Law is a system of rules that governs the behavior of people in a society. In general, the laws that a society has are set by the government of that society, and individuals must follow those laws or face punishment if they break them.
The definition of law is an area of debate among philosophers and historians. Many view it as a dynamic concept that changes with time and place. Some view it as a means to social justice, while others view it as a tool of social engineering.
A common example of law is the rules that govern a society’s criminal laws. These laws are established by the government, and if someone breaks them, they may be punished or imprisoned.
Generally, law serves to (1) keep the peace; (2) maintain the status quo; (3) preserve individual rights; (4) protect minorities against majorities; (5) promote social justice; and (6) provide for orderly social change. The legal system of a country or community can be used to accomplish these goals, but some systems are better at achieving them than others.
In a civil law system, the body of legal rules is created and enforced through a government, or through private contracts and agreements. Some countries have separate legal systems for different areas, such as commerce and banking, but most countries have a single civil law system.
Another type of law is contract law, where individuals agree to a specific set of legal rules when they create a business or trade agreement. These contracts are enforceable by the government or through court action, and can be difficult to challenge.
Other types of law are administrative law, which deals with governmental regulations; and tort law, which deals with lawsuits, including personal injury and property damage cases. A third type is regulatory law, which deals with how governments regulate the production or sale of certain products or services.
There are also special legal systems that apply to particular groups of people, such as women and children, or people with disabilities. For instance, in India, there is a law against child labour.
A person who is a lawyer has legal training, which is often obtained through a university degree. He or she has a distinct professional identity, is regulated by the law, and is usually required to pass a qualifying exam in order to be admitted to practice.

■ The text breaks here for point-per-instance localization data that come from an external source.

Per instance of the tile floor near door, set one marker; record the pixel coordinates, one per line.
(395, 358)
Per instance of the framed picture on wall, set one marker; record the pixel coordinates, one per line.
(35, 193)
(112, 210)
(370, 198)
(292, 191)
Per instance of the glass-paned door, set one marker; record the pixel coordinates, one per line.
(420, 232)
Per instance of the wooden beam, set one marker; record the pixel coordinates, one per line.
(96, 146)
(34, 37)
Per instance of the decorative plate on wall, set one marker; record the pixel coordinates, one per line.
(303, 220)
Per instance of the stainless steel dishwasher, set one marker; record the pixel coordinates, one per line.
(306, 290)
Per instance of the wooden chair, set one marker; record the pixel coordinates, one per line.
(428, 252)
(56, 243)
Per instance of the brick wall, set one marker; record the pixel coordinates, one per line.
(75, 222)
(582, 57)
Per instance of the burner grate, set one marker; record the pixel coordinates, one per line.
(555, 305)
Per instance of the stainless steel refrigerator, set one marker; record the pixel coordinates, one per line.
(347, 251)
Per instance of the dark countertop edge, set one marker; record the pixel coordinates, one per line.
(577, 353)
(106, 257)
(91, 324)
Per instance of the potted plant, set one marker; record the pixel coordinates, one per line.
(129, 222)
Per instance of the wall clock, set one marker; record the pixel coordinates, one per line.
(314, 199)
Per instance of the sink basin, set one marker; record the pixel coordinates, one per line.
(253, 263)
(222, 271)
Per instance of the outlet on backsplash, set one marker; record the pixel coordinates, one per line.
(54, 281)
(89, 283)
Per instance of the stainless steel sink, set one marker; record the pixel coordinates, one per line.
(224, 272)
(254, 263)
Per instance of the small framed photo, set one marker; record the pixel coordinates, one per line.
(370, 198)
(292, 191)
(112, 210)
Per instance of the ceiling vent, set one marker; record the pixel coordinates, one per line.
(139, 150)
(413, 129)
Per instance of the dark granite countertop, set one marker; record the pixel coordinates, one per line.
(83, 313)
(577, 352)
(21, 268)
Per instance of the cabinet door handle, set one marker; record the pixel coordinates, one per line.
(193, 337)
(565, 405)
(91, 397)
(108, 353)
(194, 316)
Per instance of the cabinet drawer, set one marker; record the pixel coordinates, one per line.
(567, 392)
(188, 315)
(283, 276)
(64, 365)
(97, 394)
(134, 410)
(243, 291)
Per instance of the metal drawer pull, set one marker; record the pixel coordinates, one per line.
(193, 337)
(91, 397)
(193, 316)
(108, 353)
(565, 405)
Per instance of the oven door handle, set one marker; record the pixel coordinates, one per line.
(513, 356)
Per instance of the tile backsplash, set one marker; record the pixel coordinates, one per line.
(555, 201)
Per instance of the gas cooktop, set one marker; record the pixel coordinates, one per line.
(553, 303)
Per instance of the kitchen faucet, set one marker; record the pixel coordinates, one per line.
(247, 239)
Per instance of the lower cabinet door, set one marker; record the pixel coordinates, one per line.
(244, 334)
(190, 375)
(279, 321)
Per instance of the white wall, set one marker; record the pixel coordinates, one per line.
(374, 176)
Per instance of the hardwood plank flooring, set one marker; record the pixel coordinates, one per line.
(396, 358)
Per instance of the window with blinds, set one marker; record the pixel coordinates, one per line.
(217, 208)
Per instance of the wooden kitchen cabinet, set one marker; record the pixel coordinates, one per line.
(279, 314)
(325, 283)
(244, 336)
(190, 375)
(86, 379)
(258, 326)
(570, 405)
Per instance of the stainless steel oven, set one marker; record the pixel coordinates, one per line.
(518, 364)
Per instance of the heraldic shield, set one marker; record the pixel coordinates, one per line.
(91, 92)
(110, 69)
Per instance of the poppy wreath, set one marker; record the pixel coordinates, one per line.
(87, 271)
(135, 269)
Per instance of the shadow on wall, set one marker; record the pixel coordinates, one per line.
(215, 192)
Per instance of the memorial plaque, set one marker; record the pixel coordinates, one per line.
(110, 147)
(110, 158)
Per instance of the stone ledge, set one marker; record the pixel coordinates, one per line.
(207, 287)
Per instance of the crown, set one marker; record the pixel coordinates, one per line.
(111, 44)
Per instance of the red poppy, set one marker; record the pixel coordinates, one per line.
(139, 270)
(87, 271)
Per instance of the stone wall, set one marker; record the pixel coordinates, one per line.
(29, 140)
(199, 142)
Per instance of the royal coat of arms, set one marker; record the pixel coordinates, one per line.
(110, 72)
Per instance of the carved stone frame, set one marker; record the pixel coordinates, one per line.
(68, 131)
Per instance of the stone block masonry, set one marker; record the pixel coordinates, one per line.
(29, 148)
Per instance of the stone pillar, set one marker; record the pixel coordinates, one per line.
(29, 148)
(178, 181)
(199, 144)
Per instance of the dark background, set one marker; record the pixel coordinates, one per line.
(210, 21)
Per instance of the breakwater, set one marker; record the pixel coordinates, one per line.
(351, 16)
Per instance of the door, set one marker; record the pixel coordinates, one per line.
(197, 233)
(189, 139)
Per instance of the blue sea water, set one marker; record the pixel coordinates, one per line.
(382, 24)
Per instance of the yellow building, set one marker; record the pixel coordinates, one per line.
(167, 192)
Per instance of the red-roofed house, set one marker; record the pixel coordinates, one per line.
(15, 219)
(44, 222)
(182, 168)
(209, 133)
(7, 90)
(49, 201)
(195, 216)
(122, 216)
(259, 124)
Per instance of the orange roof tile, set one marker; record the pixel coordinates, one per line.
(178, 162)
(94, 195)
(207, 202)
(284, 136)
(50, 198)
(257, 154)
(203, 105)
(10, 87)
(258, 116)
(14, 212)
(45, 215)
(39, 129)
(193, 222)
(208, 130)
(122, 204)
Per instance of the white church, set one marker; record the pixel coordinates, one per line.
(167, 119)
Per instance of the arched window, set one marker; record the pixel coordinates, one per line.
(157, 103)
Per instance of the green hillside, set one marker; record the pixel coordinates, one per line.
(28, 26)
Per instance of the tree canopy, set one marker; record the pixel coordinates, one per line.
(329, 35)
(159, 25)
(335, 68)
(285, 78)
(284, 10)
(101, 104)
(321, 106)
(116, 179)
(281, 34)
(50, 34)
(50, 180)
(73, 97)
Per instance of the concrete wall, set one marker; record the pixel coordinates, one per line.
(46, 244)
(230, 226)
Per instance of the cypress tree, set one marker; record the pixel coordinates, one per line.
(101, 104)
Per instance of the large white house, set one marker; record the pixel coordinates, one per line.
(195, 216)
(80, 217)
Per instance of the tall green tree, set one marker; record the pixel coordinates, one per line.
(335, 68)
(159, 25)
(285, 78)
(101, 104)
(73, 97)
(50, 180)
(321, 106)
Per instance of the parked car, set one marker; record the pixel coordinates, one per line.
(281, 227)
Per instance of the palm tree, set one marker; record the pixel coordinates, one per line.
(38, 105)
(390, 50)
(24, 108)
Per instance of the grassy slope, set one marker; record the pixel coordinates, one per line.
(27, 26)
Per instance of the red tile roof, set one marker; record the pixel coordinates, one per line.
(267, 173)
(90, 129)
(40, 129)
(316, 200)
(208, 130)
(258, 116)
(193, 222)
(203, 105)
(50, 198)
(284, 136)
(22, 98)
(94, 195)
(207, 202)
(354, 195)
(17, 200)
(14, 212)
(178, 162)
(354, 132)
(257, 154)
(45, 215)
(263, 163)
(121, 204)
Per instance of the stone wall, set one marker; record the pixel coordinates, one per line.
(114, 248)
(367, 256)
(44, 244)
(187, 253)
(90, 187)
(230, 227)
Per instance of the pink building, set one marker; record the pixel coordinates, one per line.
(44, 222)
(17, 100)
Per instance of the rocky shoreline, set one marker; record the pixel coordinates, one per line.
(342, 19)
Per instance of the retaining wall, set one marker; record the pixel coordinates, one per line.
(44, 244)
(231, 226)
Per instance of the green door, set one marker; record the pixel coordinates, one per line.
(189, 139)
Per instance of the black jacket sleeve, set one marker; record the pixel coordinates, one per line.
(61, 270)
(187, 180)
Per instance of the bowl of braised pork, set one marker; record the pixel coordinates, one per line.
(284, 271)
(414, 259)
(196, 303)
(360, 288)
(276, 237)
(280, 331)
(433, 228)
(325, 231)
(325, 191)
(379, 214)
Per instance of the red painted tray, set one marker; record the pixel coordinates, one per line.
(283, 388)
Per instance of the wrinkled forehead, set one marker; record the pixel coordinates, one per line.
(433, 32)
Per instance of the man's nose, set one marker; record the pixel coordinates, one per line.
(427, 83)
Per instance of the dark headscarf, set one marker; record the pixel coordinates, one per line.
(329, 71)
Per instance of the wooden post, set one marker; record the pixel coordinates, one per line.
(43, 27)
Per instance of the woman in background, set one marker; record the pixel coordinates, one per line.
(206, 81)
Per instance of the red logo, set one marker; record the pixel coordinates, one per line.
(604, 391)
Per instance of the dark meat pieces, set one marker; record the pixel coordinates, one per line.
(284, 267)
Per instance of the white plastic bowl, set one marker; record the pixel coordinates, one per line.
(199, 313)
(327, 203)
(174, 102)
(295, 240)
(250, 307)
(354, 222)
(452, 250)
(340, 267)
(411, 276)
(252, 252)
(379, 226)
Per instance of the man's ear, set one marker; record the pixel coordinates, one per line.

Lawyers are trained in the law and must adhere to the code of ethics of their profession, which is regulated by an independent body such as a bar association, bar council or law society.
The practice of law is divided into three main categories: advocacy, litigation and counseling. Advocates advise clients and negotiate on their behalf, while litigators represent them in court proceedings and trial.
Some lawyers specialize in a particular field of law, such as taxation or family law. Other professionals handle several fields of law simultaneously, such as intellectual property, real estate or environmental law.